Jargiello told commissioners he didn't think that increased use of the diagonal runway would be as efficient as some of the other ideas they had developed. Those ideas include better ground control of planes around some terminals.

One way to cut traffic by as much as 6 percent would be to persuade the federal government to keep the U.S. Customs office open longer at Fort Lauderdale Executive Airport, Jargiello said.

It closes at 5 p.m., which forces charter planes that fly out of the airport -- mostly to the Bahamas -- to first land at Fort Lauderdale-Hollywood to clear customs. Then, they take off again and land at Executive, a few miles north.

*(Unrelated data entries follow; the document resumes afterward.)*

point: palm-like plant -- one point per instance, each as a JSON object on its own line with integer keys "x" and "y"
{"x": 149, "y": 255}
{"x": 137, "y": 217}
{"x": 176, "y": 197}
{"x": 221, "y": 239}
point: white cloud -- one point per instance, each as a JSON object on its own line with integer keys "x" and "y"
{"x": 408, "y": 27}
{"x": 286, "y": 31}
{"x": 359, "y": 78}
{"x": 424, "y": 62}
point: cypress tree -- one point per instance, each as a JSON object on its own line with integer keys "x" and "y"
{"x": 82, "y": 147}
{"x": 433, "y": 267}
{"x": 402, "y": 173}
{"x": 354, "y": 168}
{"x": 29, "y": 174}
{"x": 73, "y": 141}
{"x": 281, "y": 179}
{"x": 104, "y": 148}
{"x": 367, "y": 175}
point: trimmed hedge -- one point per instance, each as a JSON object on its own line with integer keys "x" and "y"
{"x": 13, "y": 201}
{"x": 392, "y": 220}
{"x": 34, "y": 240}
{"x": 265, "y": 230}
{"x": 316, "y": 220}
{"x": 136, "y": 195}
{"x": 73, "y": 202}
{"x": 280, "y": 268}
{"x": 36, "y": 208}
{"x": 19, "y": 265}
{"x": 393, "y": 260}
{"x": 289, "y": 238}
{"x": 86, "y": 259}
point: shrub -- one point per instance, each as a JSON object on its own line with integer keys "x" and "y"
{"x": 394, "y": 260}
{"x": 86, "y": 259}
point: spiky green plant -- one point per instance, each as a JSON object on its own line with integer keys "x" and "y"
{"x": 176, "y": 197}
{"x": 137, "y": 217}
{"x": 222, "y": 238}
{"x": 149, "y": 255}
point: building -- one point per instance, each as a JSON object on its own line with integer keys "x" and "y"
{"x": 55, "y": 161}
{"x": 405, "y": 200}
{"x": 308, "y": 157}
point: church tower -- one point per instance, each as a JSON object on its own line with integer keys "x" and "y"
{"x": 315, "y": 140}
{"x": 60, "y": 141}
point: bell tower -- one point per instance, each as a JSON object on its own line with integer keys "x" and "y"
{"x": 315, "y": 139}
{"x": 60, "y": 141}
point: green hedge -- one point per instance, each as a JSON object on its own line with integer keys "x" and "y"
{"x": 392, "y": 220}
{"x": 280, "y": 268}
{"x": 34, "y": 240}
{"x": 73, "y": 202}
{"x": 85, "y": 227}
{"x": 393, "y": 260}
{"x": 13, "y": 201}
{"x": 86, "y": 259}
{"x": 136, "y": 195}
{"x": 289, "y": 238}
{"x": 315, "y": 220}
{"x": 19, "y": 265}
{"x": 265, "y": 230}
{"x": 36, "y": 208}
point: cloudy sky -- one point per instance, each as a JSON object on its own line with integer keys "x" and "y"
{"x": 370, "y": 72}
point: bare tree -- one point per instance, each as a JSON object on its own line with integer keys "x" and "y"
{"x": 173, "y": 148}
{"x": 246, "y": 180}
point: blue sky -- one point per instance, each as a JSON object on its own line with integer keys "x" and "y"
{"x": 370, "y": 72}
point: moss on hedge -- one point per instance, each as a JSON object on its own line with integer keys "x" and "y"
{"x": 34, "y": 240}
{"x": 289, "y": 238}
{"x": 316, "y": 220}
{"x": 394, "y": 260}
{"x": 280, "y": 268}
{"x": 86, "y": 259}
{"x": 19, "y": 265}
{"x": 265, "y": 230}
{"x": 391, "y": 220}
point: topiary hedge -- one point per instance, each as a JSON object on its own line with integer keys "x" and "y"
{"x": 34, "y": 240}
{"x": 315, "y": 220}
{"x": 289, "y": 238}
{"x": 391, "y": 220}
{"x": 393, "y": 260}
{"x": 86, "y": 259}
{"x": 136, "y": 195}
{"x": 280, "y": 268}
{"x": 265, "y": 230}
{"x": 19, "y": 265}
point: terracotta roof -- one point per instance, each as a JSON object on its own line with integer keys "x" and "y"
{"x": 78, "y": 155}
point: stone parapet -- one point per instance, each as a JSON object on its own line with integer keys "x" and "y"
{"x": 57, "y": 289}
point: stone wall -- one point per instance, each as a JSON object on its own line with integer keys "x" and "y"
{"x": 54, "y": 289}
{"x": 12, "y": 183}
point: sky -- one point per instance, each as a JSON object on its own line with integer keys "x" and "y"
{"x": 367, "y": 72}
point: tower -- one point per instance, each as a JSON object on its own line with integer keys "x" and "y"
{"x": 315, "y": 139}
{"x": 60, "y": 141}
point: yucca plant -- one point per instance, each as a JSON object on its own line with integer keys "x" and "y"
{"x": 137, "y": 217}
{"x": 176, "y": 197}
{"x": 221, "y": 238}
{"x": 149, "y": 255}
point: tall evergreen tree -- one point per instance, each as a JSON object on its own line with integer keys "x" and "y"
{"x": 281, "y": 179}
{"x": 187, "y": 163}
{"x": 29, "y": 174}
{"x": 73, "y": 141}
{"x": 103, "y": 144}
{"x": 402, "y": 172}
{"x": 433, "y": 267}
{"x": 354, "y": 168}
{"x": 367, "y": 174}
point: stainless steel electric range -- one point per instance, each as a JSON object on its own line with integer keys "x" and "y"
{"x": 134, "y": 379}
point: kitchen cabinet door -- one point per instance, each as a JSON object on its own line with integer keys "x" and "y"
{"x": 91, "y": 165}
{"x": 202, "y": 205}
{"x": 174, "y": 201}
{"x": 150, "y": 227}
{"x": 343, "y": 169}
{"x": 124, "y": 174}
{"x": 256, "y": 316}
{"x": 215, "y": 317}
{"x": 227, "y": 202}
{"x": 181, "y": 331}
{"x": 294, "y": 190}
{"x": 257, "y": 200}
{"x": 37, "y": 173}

Ten to 15 flights do the two-airport landing on weekdays, and about 20 to 30 land on weekend days, according to a report by an airport consultant. The county may consider paying the salaries of after-hours Customs inspectors, officials said.

County commissioners also said they would consider suing the FAA if the agency went forward with plans to use the diagonal runway more frequently.

Rodstrom also wanted to keep planes off the south runway, as did Commissioner Suzanne Gunzburger. Both represent constituents south of the airport. Both also wanted to keep the airport from opening new gates, an idea also supported by county Mayor Kristin Jacobs but rejected by the rest of the commissioners.